McKesson is an impact-driven, Fortune 10 company that touches virtually every aspect of healthcare. The Sr. Database Site Reliability Engineer (DB SRE) is responsible for owning the reliability, availability, and operational maturity of business-critical Azure PostgreSQL platforms, applying SRE principles to enhance database services in a cloud-native environment.
Responsibilities:
- Own and continuously improve the reliability, availability, and performance of Azure PostgreSQL platforms across dev, stage, and prod
- Design, build, and operate cloud database infrastructure using Infrastructure as Code (Terraform)
- Apply SRE principles to stateful systems, including environment isolation, blast-radius reduction, and automation-first operations
- Define and implement database observability (metrics, logs, dashboards, alerts) using enterprise monitoring tools (e.g., Datadog)

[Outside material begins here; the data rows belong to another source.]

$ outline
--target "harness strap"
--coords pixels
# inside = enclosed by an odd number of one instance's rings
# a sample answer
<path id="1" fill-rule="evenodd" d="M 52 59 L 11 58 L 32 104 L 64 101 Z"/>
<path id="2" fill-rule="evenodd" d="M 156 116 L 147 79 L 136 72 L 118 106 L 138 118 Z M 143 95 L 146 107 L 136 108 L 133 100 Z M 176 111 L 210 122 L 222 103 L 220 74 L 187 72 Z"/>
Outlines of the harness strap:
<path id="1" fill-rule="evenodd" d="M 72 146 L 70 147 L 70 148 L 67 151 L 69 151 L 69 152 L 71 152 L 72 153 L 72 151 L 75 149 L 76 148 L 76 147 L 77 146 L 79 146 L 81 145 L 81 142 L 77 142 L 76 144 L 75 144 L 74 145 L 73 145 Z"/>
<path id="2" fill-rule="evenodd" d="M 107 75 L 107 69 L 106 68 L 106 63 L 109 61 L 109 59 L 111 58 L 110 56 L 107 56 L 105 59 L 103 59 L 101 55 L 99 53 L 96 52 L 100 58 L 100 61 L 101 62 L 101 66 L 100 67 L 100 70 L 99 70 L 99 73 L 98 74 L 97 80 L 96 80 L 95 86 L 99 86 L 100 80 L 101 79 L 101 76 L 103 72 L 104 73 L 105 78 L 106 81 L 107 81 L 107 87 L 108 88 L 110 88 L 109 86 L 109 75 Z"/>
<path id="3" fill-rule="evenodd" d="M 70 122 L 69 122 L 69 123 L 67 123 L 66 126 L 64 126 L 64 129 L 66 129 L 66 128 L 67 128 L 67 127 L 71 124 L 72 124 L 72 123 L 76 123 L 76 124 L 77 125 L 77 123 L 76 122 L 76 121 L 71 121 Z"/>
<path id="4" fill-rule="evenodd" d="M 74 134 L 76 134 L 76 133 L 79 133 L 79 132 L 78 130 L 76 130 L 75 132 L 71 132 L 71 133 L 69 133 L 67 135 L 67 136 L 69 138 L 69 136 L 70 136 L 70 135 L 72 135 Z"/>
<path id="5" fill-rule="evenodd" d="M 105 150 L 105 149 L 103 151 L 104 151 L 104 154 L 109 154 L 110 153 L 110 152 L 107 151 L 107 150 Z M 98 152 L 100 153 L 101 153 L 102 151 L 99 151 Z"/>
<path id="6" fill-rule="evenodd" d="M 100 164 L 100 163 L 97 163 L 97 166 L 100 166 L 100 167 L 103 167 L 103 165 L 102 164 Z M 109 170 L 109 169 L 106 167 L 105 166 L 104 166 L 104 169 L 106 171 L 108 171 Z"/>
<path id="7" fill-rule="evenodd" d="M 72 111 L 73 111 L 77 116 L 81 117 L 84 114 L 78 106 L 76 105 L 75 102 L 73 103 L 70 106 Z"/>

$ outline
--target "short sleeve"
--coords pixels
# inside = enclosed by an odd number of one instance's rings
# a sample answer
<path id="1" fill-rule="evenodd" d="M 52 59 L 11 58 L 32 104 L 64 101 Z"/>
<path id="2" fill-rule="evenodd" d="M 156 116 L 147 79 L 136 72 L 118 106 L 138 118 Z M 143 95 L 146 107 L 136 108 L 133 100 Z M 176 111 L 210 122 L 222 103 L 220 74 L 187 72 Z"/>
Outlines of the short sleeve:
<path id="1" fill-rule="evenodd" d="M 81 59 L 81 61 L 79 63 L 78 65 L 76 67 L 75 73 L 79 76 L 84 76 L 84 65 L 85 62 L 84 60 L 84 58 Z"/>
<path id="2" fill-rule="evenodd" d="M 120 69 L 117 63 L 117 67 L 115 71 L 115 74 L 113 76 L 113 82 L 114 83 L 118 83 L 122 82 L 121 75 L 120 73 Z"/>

- Lead incident response for database-related production issues and participate in on-call rotations
- Troubleshoot complex issues across performance, replication, connectivity, failover, and permissions
- Define and validate high availability, backup, restore, disaster recovery, and point-in-time recovery (PITR) strategies
- Enforce least-privilege access, support audits, and ensure compliance with security and governance requirements
- Collaborate with platform, application, security, and network teams to design scalable, secure database architectures
- Provide senior technical leadership, set reliability standards, and mentor less-experienced engineers
Requirements:
- 7+ years hands-on experience operating PostgreSQL databases in cloud environments (Azure strongly preferred)
- Strong production experience (7+ years) supporting high-availability, business-critical database platforms
- Deep expertise with Infrastructure as Code, particularly Terraform
- Experience owning or participating in on-call rotations and incident response
- Strong understanding of database operations, including performance tuning, replication, backup/restore, and recovery
- Experience designing and operating database observability and monitoring solutions
- Solid knowledge of cloud security principles, including least-privilege access and audit readiness
- Proven ability to communicate effectively with technical and non-technical stakeholders
- Background as an SRE with strong database depth (not a traditional DBA role)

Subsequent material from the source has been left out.